Using the theoretical model, we then mapped the measured equivalent visibility factors to decorrelation times [Fig. 2(c), vertical axis] and compared them to the DCS measured decorrelation times [Fig. 2(c), horizontal axis]. The black dotted curve represents the line with the slope equal to 1. The agreement between the ISVS and DCS measured speckle decorrelation times shows the ability of the system to quantitatively measure decorrelation time.
Finally, we showed that the signal boost from the interferometric detection scheme resulted in a measurement with higher fidelity compared to direct detection, when the number of signal photons from the sample was low. In this experiment, we performed direct SVS measurements and used the model from Ref. 15 to calculate the scattered light decorrelation time. As shown in [Fig. 2(d)], when the number of photo-electrons excited by the signal beam was large (>5 e−/pixel), both SVS and ISVS provided results comparable to the results from the DCS measurement, which served as the ground truth. As the signal beam became weaker, SVS measured decorrelation times deviated from the ground truth and got larger.

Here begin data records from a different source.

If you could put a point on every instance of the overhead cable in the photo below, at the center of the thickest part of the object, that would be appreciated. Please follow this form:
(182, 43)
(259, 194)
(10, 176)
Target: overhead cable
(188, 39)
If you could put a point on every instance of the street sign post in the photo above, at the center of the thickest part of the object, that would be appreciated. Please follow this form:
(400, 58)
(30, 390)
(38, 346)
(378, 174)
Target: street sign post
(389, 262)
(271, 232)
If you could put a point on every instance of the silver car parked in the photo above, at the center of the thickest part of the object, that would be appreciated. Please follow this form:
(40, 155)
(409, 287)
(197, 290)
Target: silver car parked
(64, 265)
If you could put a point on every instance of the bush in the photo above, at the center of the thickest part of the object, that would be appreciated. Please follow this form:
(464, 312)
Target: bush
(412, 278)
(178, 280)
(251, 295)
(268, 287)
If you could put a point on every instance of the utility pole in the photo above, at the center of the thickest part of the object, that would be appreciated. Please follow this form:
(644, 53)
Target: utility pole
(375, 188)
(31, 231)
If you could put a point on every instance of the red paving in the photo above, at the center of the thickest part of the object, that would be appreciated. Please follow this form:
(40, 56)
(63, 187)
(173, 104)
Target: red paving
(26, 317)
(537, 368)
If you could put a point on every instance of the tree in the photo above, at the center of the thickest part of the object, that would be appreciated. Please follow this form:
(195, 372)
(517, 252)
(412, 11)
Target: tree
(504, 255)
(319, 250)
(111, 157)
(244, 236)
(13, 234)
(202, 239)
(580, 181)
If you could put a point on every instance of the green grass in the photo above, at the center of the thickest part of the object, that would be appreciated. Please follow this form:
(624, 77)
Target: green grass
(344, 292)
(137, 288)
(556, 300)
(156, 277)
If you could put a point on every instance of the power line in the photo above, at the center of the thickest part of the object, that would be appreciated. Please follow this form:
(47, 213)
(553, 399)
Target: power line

In the low photon budget regime (e.g., <1 e−/pixel) where mean intensity on the camera was low, the detector noise dominated the spatial speckle fluctuation, resulting in a high contrast, i.e., the ratio between the standard deviation and the mean value of the frame is high. For SVS, this camera-noise caused high contrast pattern may have a similar contrast to a frame with high contrast speckles. In this case, the model will inaccurately provide a long decorrelation time that is close to a static speckle pattern. In comparison, the interference term of ISVS is not significantly impacted by the camera noise, and ISVS should provide an accurate measurement even when the detected signal photon count is low. However, due to the reference beam intensity fluctuation in ISVS, the standard deviation of measured decorrelation time τ is larger than that from direct measurements such as SVS and DCS. To mitigate this issue, one can use a separate detector to monitor the reference beam intensity fluctuation and use the measured intensity fluctuation to correct IR in Eq. (4).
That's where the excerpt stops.